I'm new to the board and have a question re-supplements and arthritis.
I recently have had x-rays done on my 14 yr old hanno/tb/paint/draft mare which revealed some minor arthritis in her front right fetlock as well as some minor navicular changes (though I am very hesitant to use that term as what the vet found was nothing out of the ordinary for a mare her age) as well as side bone (told not uncommon in the draft breeds).
I was given a couple of options, one of them being Adequan. This however is going to cost me close to $600 for the loading month and I also am worried that I will have nothing to "go to" if I put her directly on to the Adequan.
I just recently put her on Corta-Flx (without HA in it) but have been looking into trying Lubrisyn on her to see if the liquid HA would be of any benefit to her as everything is so minor.
Has anyone had an experiance with either or both? Or other recommendations in terms of supplements to try??
Most glucosamine suppliments wont cause an unsound horse to become sound,generally oral is for preventive maintenance. However, saying that there are some horses that display minor uncomfort that do very well with them. I have used Recovery, Pureform Gluscoamine and Corta-Flx before.
Im not sure why, but I have actually experienced the best results with Pureform. I had him on CortaFlx with no results. However, I sold that horse and never did use the Recovery on him.
One of my current horses is in Recovery. He was on Pureform until I ran out. I dont notice a difference in him between the two. I guess each horse is going to respond differntly to different products.
I like Adequan for the older ones. I give a combination of Adequan and a neutraceutical - why wait for him to become more lame? The Adequan may prevent that from happening if you use it sooner rather than later.
I would go for the adequan and save an NSAID such as previcox for when he does become more lame.
I have liked the Corta-Flx HA as a glucosamine/chondroitin/HA supplement as well as a product called Vetri-HA that is just HA. I use them in conjunction with Adequan and Legend on my guy, who is a '95 model with some arthritis. Obviously the injectable medications work better than the oral ones, but my experience has been that the oral medications complement the injections and I was able to reduce the frequency of the Adequan/Legend doses and still keep him comfortable. In horses with minor changes I've used just an oral HA supplement and that worked well, but for a getting-older horse with joint issues in consistent work, I do think that the expense of the injections is worth it.

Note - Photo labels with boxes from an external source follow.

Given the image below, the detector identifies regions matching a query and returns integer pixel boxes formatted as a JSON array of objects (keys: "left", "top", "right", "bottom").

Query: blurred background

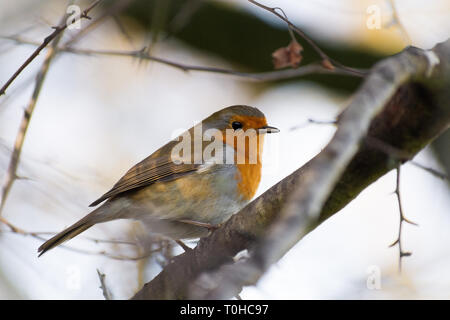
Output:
[{"left": 0, "top": 0, "right": 450, "bottom": 299}]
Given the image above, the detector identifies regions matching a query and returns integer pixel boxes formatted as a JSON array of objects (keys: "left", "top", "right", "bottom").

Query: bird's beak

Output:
[{"left": 259, "top": 126, "right": 280, "bottom": 133}]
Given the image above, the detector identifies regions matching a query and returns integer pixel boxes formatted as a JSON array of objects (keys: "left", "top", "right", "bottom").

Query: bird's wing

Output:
[{"left": 90, "top": 141, "right": 202, "bottom": 207}]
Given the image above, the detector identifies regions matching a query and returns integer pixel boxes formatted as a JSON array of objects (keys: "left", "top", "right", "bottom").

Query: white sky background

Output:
[{"left": 0, "top": 0, "right": 450, "bottom": 299}]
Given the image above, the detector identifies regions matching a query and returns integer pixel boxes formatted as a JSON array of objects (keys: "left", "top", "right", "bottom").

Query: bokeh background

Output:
[{"left": 0, "top": 0, "right": 450, "bottom": 299}]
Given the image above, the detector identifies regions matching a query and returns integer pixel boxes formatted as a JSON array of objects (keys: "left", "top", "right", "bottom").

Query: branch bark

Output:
[{"left": 133, "top": 40, "right": 450, "bottom": 299}]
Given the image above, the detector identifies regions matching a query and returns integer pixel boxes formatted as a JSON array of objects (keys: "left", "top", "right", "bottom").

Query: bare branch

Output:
[
  {"left": 0, "top": 0, "right": 101, "bottom": 216},
  {"left": 0, "top": 216, "right": 161, "bottom": 261},
  {"left": 0, "top": 0, "right": 101, "bottom": 96},
  {"left": 248, "top": 0, "right": 366, "bottom": 77},
  {"left": 389, "top": 164, "right": 417, "bottom": 273}
]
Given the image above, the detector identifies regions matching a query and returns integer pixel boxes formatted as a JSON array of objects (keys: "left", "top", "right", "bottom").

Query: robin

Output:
[{"left": 38, "top": 105, "right": 279, "bottom": 256}]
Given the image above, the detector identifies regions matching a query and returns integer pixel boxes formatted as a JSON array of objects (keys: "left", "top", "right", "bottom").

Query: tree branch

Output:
[
  {"left": 134, "top": 40, "right": 450, "bottom": 299},
  {"left": 0, "top": 0, "right": 101, "bottom": 96},
  {"left": 2, "top": 36, "right": 361, "bottom": 82}
]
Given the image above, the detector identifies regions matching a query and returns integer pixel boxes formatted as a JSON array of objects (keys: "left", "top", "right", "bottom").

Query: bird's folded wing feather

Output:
[{"left": 90, "top": 141, "right": 201, "bottom": 207}]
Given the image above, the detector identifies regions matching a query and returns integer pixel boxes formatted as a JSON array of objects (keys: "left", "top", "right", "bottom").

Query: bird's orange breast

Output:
[{"left": 236, "top": 161, "right": 262, "bottom": 200}]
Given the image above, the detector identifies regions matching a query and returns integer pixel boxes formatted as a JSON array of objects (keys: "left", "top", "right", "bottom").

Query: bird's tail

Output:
[{"left": 38, "top": 207, "right": 104, "bottom": 257}]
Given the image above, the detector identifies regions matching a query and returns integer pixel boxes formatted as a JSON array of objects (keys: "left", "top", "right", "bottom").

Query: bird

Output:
[{"left": 38, "top": 105, "right": 279, "bottom": 256}]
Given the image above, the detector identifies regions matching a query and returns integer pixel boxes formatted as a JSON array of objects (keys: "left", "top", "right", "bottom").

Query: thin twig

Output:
[
  {"left": 248, "top": 0, "right": 367, "bottom": 76},
  {"left": 0, "top": 0, "right": 101, "bottom": 96},
  {"left": 0, "top": 0, "right": 101, "bottom": 216},
  {"left": 0, "top": 36, "right": 364, "bottom": 82},
  {"left": 64, "top": 0, "right": 133, "bottom": 46},
  {"left": 289, "top": 118, "right": 337, "bottom": 131},
  {"left": 0, "top": 18, "right": 64, "bottom": 216},
  {"left": 410, "top": 161, "right": 450, "bottom": 181},
  {"left": 97, "top": 269, "right": 112, "bottom": 300},
  {"left": 388, "top": 0, "right": 411, "bottom": 45},
  {"left": 389, "top": 163, "right": 417, "bottom": 273},
  {"left": 0, "top": 216, "right": 159, "bottom": 261}
]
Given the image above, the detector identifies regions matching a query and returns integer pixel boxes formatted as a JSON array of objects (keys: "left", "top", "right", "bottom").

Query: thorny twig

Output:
[
  {"left": 389, "top": 163, "right": 417, "bottom": 272},
  {"left": 0, "top": 216, "right": 164, "bottom": 261},
  {"left": 0, "top": 0, "right": 101, "bottom": 96},
  {"left": 97, "top": 269, "right": 112, "bottom": 300}
]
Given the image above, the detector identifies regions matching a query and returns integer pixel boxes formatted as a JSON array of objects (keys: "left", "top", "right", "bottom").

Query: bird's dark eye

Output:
[{"left": 231, "top": 121, "right": 243, "bottom": 130}]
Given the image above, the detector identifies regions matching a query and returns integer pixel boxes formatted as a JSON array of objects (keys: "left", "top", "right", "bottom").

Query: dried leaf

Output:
[
  {"left": 322, "top": 59, "right": 334, "bottom": 70},
  {"left": 272, "top": 40, "right": 303, "bottom": 69}
]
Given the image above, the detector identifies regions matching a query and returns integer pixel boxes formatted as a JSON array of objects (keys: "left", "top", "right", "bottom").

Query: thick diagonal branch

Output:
[{"left": 134, "top": 41, "right": 450, "bottom": 299}]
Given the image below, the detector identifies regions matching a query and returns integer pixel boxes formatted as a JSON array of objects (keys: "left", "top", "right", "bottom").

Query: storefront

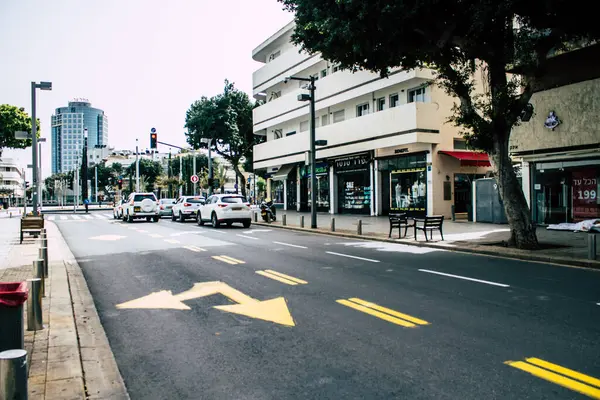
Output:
[
  {"left": 530, "top": 157, "right": 600, "bottom": 225},
  {"left": 377, "top": 152, "right": 427, "bottom": 216},
  {"left": 332, "top": 153, "right": 372, "bottom": 214}
]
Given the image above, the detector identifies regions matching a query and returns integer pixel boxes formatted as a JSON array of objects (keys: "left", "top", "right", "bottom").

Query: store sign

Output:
[
  {"left": 571, "top": 168, "right": 600, "bottom": 221},
  {"left": 333, "top": 154, "right": 371, "bottom": 172}
]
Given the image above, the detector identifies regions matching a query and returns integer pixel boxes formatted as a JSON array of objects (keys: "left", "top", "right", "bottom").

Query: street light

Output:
[
  {"left": 31, "top": 82, "right": 52, "bottom": 215},
  {"left": 283, "top": 76, "right": 317, "bottom": 229}
]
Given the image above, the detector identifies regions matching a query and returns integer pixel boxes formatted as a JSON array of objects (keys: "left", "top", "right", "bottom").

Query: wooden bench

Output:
[
  {"left": 414, "top": 215, "right": 444, "bottom": 241},
  {"left": 388, "top": 213, "right": 414, "bottom": 239},
  {"left": 20, "top": 217, "right": 44, "bottom": 243}
]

"I'm not always sarcastic. Sometimes I'm asleep."
- Harry Dresden
I would go for the Adequan and use an oral supp for upkeep. I did a loading dose of Adequan on my 15 year old and put him on Cosequin ASU as well. I wasn't so sure at first, but the change has been phenomenal! I don't consider it overkill or like you're knocking out a last ditch effort by turning to Adequan first. I consider it totally worth the money.
I have an older horse, Skip, that is arthritic. I bought him when he was 12 and knew from the PPE that he had an arthritic left hock. From age 12 to 16, he was on Cosequin, but at 16 he seemed to need something more. He was swapping off the left lead all the time -- even on a circle. I put him on Lubrisyn, and it was fantastic. He was better than he'd ever been while on the Cosequin. After a couple of years, I couldn't afford the steep cost and found the thread "Cheaper Alternative to Hyaluronix." (Hyaluronix is basically the same thing as Lubrisyn). Do a search to see if that thread is still out there. There have been follow-up threads as well. Read what the others had to say about Flex Force. Because of that thread, I started using Flex Force HA made by the manufacturers of CortaFlx. Honestly, I think it's even better than the Lubrisyn. Horse is now 22 years old and is still doing great. He's never had his hocks injected or had any of the other injectables like Adequan or Legend. I'm not saying anything bad about those products -- just never felt like I needed them for this horse. Note that Skip is not a high performance horse. After age 16, he moved back down to 2'6" courses. Today, he jumps small fences on occasion with my daughter and is not in a regular jumping program. However, it is clear that he does better when he gets 100 mg HA than when he gets 75 mg.
You might consider trying Flex Force for a month and see how it goes for you. I noticed the difference in Skip within the first 5 days. Compared to the alternatives (Adequan, Lubrisyn, etc), it is a relatively small investment. If it works for your horse, then stick with it until your horse shows signs of needing something more. I buy my Flex Force from Valley Vet.
My boarder's very senior pony gets SmartPak Senior Flex. I decided to give it a try for my very ouchy retired QH (retired due to a pasture accident). He's completely pasture sound now. That's the only change I've made. He used to come in gimpy 3 days out of 7. Now, he's cantering around the pasture again. I haven't had to give him bute for months.
I have also seen a positive change in my oldster on Smartpak Senior Flex pellets. I am not really a big believer in the oral supplements (except msm) but I think that the SSF actually might do something.